Страница 20 из 43
– Вы же прекрасно знаете, что это ребенок Анны от ее первого мужа – неаполитанского барона Рикардо Лукки.
– С которым ты покончил.
Жоан не ответил, он лишь смотрел на валенсийца, прикусив губу. Этот комментарий был абсолютно неуместным и ставил его в очень неловкое положение. Микель Корелья выдержал его взгляд, а потом сделал жест, который как бы стирал все сказанное прежде. Но Жоан хранил молчание, и тогда он сказал:
– Подумай об этом, Жоан. Мы не поймем твоего отказа. И герцог Гандийский будет первым.
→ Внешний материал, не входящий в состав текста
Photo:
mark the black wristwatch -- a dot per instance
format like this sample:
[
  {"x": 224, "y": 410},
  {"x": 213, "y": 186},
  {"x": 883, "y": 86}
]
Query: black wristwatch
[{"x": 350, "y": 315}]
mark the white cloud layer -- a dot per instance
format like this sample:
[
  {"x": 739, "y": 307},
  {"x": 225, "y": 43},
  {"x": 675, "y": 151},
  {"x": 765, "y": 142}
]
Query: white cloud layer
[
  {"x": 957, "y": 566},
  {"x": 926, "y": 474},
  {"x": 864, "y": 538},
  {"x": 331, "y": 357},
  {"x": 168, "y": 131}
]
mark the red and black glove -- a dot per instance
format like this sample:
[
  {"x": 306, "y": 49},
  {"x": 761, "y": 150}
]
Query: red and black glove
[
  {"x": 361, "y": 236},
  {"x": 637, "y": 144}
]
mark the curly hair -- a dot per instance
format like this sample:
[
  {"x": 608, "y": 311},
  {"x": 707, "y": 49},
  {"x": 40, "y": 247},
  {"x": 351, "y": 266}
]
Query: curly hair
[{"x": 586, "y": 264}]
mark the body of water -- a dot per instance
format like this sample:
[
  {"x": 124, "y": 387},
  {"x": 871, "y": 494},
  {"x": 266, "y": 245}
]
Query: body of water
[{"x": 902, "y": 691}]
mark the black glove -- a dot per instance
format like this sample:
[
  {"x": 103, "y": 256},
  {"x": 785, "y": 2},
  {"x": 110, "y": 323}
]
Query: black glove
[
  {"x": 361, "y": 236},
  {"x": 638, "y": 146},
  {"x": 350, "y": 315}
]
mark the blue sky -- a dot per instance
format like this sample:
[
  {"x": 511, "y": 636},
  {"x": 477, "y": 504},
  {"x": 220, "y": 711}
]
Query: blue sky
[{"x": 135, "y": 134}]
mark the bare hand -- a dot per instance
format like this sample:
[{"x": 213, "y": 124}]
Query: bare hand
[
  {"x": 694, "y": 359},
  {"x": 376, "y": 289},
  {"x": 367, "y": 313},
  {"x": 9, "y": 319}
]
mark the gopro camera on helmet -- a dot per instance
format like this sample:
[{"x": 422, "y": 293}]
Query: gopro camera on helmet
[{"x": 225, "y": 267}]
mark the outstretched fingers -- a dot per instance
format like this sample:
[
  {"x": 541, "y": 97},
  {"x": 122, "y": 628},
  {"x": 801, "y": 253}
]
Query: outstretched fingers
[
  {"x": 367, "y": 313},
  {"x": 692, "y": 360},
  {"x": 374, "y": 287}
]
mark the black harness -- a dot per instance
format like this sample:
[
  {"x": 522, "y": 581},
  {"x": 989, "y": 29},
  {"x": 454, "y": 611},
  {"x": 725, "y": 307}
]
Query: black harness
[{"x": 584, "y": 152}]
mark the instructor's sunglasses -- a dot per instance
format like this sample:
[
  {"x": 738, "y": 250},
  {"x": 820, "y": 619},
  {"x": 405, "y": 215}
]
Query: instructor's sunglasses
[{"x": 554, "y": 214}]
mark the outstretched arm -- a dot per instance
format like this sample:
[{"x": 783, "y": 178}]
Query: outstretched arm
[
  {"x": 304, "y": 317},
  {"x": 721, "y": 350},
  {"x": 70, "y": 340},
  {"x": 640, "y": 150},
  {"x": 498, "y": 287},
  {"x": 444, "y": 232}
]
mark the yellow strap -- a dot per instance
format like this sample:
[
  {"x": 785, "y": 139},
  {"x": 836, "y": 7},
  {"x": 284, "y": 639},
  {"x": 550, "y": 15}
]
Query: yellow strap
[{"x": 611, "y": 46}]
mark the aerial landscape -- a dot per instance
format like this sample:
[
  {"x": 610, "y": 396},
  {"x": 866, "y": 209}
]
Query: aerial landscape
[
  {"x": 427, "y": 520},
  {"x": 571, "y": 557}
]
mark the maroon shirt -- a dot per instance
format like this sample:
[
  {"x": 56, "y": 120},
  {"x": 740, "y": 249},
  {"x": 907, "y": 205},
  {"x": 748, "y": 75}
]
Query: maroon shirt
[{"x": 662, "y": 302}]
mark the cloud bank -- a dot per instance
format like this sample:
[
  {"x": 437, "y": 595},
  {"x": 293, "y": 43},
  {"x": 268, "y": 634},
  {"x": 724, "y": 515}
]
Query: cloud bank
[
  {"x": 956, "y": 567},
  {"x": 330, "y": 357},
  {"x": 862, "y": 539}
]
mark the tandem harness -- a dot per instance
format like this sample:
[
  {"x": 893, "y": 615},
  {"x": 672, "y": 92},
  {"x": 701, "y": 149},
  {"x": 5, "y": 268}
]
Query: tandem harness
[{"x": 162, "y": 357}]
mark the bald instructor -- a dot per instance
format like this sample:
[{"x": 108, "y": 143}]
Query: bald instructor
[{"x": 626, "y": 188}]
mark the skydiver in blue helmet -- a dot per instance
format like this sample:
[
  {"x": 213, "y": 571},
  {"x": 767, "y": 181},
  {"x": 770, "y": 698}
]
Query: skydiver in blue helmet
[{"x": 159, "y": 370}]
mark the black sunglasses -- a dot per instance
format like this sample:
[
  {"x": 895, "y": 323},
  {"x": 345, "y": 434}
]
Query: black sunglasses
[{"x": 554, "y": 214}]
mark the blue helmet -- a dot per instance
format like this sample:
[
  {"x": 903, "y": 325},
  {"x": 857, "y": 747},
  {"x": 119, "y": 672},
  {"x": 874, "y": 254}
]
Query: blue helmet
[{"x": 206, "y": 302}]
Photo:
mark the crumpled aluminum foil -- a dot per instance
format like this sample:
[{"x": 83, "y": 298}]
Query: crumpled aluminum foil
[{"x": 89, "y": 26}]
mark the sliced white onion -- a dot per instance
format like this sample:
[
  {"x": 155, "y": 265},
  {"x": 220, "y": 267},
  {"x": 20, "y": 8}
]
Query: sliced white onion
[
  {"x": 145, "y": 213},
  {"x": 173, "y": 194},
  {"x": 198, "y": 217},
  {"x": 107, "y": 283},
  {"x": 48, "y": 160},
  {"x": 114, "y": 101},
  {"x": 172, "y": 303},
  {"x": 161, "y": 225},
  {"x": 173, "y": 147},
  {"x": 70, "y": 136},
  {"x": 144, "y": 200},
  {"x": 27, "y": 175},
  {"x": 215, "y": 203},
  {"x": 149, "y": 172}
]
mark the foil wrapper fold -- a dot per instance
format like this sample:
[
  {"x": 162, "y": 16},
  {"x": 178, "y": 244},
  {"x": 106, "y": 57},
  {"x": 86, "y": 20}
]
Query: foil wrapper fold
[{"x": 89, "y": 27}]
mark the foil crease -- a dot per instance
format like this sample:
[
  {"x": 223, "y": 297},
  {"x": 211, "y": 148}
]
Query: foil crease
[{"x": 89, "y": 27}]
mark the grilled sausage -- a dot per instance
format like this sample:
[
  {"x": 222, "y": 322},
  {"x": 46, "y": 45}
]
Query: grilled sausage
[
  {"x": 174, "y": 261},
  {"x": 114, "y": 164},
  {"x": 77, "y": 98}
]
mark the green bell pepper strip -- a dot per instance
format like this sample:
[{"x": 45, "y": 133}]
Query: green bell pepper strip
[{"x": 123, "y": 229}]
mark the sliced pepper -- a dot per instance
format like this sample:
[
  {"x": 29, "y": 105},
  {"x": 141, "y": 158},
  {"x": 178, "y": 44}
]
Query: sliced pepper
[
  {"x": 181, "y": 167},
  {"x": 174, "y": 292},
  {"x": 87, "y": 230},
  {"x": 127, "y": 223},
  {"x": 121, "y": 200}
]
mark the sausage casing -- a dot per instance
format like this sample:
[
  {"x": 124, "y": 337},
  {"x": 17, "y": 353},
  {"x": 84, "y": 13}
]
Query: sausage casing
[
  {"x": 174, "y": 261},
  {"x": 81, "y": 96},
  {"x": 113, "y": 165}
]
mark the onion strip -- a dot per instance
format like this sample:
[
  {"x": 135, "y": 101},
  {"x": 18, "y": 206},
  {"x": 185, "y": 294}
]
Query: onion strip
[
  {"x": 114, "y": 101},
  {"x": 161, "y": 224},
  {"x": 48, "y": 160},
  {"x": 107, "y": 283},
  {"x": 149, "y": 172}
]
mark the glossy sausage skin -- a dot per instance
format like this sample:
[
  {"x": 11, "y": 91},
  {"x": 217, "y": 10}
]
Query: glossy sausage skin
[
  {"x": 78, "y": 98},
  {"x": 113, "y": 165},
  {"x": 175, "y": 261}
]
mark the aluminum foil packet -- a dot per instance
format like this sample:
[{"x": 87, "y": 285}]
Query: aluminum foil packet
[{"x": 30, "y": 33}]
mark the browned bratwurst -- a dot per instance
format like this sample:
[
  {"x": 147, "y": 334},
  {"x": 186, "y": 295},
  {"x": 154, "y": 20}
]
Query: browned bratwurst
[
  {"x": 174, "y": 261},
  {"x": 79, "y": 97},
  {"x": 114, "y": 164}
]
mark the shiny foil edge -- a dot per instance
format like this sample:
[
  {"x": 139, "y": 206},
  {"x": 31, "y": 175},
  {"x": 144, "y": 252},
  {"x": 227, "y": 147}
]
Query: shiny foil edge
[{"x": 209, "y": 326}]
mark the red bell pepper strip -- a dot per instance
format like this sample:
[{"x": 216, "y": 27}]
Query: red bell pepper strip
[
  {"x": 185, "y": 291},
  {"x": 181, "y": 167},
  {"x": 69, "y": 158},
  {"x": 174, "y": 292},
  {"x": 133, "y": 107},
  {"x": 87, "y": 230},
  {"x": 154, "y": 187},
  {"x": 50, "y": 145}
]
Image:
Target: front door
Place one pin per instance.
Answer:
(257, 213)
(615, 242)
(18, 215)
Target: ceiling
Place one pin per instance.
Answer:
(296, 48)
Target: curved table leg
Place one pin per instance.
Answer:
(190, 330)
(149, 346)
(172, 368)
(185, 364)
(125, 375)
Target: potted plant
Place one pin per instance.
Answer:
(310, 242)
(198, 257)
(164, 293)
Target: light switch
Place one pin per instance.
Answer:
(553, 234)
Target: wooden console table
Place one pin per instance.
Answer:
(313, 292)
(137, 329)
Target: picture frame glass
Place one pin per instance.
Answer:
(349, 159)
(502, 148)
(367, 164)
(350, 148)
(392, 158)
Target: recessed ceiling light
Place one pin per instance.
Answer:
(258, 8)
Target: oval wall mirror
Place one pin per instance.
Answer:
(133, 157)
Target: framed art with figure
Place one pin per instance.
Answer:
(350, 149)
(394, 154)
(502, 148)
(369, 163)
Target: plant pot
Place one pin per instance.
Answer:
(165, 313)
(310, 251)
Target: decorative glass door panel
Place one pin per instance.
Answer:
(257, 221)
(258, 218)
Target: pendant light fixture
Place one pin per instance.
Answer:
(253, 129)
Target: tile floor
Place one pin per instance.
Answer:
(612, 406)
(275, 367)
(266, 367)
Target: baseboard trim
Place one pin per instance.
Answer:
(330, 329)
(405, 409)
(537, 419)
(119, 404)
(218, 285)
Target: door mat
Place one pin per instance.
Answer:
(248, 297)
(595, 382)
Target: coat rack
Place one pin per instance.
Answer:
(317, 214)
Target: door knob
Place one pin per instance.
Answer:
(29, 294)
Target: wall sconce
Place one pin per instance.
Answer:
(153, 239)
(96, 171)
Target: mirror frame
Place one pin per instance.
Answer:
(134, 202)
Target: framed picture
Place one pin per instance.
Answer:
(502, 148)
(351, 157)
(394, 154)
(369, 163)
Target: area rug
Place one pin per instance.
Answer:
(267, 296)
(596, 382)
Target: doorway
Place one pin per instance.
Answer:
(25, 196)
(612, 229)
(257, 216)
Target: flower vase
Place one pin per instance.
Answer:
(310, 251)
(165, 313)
Микель Корелья не сказал более ни слова и не стал ждать ответа от своего друга, продолжавшего хранить молчание. Он попрощался и, прежде чем выйти на улицу, добавил:
– У тебя нет выбора. Ты должен присоединиться к войскам.
Жоан стоял на пороге лавки, наблюдая за удалявшимся доном Микелетто.
– Я знал, что они готовятся к войне, – услышал он тихий голос за спиной. Это был Никколо, который, казалось, знал обо всех событиях прежде, чем они происходили. – Они пойдут против семьи Орсини.
Флорентиец выглядел серьезным и озабоченным.
– На вас будут давить, требуя, чтобы вы присоединились к экспедиции, – продолжил он. – А когда вы согласитесь, в одном из боев шальная пуля попадет вам в голову. Или вам перережут горло. Герцог Гандийский прикажет убить вас.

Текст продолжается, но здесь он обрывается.